← Back to Projects
DevOps & Tooling

CronJob Scheduler

Distributed task scheduling with Temporal.io workflow orchestration

Backend Engineer · Sep 2024 — Present
Go go-zero Temporal.io MySQL/GORM Redis Kafka

Background

Distributed job scheduler orchestrating recurring batch operations including VIP recalculation, report generation, cache warming, and data cleanup. Must guarantee exactly-once execution across multiple pods and support timezone-aware scheduling.

Architecture

Configurable cron definitions → Temporal.io workflow engine → activity workers (go-zero) → distributed lock (Redis) → batch operations → MySQL/Redis/Kafka side effects.
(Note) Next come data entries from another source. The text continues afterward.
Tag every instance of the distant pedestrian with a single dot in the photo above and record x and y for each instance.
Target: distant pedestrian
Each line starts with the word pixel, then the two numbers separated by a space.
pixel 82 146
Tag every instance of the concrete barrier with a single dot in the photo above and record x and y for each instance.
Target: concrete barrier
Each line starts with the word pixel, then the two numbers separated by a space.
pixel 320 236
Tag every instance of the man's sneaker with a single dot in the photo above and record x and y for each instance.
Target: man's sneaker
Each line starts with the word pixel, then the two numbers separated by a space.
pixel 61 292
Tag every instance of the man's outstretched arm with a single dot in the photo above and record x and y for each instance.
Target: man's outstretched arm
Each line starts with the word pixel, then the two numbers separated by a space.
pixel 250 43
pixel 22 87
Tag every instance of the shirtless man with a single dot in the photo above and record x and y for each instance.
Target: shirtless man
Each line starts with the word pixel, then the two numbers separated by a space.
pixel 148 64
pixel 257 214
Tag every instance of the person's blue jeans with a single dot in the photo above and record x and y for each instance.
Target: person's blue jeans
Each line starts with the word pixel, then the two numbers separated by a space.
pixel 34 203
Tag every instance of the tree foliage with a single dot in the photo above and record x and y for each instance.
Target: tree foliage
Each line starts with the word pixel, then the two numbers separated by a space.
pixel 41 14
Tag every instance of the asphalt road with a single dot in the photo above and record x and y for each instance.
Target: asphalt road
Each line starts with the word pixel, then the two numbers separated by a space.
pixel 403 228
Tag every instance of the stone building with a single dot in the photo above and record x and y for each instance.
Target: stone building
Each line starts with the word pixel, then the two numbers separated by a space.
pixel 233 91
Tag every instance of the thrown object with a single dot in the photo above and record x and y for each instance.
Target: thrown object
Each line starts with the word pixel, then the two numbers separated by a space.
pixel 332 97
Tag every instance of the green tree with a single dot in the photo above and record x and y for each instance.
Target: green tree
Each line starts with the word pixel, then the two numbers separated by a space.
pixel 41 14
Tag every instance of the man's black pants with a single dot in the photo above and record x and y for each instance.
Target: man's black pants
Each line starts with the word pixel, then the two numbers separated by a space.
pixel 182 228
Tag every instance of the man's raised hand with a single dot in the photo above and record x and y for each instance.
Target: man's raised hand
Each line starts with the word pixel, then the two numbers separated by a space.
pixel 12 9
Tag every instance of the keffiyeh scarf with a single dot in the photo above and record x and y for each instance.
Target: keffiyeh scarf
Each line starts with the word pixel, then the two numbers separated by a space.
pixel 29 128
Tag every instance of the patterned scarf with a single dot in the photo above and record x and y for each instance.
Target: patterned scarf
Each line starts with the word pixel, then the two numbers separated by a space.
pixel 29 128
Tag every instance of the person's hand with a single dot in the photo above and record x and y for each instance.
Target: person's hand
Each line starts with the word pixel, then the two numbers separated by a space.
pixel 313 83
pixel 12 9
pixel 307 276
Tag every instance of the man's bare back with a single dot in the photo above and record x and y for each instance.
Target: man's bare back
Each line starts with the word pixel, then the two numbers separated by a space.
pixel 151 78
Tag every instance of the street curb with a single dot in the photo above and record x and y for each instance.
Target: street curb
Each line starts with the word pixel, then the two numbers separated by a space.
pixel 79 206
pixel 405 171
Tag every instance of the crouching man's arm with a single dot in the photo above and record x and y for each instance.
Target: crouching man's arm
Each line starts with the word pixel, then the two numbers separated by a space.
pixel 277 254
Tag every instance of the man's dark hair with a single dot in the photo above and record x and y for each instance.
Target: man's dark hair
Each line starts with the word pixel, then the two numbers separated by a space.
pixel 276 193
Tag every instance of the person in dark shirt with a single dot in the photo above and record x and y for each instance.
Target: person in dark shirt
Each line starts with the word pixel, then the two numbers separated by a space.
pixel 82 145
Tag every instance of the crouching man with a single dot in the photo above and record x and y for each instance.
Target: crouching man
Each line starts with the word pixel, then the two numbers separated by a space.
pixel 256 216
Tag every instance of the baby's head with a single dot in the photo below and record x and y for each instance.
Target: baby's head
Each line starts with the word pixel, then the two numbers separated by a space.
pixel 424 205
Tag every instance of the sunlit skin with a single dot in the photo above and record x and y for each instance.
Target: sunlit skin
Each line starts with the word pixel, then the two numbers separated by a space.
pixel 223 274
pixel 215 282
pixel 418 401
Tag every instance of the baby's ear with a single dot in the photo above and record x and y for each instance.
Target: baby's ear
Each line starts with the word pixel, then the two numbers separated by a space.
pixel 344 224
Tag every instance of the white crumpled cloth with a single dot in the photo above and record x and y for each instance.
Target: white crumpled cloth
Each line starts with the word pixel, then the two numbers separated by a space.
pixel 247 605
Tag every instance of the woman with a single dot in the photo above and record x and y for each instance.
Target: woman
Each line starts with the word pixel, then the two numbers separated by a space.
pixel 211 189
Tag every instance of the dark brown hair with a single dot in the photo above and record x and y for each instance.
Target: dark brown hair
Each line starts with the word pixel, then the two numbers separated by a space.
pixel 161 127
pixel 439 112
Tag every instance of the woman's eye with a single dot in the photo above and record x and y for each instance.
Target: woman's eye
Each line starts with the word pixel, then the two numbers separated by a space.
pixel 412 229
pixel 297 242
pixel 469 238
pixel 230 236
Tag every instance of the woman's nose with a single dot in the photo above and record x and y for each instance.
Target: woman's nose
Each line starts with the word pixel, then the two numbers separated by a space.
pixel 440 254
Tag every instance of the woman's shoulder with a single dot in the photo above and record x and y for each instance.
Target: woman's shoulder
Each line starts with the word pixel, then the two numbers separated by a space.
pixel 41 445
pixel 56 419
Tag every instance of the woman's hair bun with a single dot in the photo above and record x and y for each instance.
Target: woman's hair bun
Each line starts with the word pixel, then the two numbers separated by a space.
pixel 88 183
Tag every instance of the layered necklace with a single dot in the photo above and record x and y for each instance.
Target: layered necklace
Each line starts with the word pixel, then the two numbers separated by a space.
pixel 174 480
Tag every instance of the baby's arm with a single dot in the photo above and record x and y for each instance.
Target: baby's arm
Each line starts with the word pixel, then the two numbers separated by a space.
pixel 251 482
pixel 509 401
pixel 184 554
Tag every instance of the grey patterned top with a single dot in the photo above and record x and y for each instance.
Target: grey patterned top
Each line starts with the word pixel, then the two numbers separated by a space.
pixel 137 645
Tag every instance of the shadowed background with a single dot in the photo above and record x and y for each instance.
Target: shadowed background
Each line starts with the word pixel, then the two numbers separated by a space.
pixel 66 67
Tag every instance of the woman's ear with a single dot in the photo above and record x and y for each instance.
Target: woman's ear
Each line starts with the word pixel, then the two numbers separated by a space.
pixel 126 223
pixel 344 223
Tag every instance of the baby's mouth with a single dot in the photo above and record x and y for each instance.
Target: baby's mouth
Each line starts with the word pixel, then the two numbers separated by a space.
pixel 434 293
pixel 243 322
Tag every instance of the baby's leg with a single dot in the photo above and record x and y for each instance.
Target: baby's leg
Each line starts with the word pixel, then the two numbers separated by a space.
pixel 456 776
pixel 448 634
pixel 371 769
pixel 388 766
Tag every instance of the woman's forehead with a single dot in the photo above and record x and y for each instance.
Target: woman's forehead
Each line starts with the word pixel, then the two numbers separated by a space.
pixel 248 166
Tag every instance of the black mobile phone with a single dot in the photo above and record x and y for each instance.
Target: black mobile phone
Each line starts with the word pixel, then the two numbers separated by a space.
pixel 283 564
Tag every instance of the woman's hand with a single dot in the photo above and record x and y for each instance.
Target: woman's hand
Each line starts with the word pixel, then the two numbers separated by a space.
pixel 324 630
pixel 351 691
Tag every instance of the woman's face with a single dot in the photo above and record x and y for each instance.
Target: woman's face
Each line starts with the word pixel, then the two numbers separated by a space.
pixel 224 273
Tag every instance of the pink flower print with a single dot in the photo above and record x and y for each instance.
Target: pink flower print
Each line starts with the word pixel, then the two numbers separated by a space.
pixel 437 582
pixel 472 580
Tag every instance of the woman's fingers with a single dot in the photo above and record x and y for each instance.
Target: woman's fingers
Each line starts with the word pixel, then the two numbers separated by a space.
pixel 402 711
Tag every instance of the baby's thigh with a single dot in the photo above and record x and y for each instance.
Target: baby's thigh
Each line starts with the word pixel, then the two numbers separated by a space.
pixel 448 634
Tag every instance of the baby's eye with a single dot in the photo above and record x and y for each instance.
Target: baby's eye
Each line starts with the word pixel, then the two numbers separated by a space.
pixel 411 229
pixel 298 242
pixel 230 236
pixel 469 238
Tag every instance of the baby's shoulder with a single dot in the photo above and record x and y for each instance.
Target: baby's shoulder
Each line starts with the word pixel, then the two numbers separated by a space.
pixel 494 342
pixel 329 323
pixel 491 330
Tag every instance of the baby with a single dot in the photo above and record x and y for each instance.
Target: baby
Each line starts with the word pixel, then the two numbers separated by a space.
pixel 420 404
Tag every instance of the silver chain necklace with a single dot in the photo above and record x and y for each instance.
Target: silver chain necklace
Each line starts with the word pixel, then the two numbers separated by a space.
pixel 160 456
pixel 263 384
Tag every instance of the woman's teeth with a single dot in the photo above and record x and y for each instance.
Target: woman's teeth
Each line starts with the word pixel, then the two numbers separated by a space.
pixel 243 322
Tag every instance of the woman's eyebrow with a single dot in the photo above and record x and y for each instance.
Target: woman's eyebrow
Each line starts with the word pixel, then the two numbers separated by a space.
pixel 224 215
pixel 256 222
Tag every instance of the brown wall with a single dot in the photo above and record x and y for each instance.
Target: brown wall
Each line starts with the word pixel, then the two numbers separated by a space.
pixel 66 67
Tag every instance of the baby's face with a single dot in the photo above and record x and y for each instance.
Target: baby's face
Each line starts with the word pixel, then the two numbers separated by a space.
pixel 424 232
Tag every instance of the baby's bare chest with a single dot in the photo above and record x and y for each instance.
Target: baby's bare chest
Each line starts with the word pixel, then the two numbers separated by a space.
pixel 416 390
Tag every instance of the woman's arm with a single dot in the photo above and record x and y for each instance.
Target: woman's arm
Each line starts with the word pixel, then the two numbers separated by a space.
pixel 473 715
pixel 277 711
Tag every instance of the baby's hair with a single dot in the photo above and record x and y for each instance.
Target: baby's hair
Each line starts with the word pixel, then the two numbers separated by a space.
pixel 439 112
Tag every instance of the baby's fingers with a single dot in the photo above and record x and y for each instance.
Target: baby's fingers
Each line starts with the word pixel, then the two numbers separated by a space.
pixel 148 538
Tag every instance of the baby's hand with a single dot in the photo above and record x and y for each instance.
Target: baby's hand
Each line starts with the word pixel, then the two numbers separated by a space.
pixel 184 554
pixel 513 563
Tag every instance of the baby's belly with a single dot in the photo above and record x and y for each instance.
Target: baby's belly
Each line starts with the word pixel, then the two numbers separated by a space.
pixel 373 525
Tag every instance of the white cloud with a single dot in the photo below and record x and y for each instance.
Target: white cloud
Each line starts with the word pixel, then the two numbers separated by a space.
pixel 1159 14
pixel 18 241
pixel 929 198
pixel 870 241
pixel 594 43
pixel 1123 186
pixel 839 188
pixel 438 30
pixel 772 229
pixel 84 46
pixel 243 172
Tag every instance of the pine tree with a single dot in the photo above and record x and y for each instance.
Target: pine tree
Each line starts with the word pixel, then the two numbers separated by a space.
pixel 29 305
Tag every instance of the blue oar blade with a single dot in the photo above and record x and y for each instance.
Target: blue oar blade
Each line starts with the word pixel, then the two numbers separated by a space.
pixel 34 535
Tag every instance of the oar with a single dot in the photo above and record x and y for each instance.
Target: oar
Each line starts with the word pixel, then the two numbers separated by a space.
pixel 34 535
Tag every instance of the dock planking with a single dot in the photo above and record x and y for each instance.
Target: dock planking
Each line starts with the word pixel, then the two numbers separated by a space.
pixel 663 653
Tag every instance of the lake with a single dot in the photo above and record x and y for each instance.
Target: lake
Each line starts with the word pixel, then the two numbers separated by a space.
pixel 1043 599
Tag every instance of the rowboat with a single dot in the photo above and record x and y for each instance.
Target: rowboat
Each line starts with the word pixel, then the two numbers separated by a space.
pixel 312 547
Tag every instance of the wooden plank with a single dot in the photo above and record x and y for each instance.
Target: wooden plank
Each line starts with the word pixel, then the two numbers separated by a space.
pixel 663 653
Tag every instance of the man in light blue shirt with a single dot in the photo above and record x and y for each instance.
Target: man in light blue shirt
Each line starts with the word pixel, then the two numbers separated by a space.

Health monitoring watches workflow execution and alerts on failure.

Key Implementations

1

Temporal.io Workflow Orchestration

Each batch job is modeled as a Temporal workflow with retry policies, timeouts, and visibility into execution history.

Why: Temporal provides durable execution guarantees, automatic retries, and a built-in UI for monitoring long-running batch operations.

2

Distributed Lock-Protected Execution

Critical batch jobs acquire a Redis distributed lock before execution to prevent concurrent runs across multiple scheduler pods.

Why: Exactly-once execution is critical for financial operations like VIP recalculation and settlement to prevent duplicate processing.

3

Health Monitoring and Alerting

Monitors workflow execution states and triggers alerts when jobs fail, timeout, or skip their scheduled window.

Why: Silent batch job failures can compound into data inconsistencies; proactive alerting ensures issues are caught before they cascade.

Technical Decisions

Technical Decisions Chosen Alternative Reason
Job orchestration engine Temporal.io Custom cron with goroutines Temporal provides durable execution, automatic retries, and workflow visibility out of the box, eliminating the need to build these guarantees manually.
Concurrency control Redis distributed lock + Temporal single-worker queue Database-level locking Layering Redis locks with Temporal's task queue semantics provides defense-in-depth against duplicate execution across pods.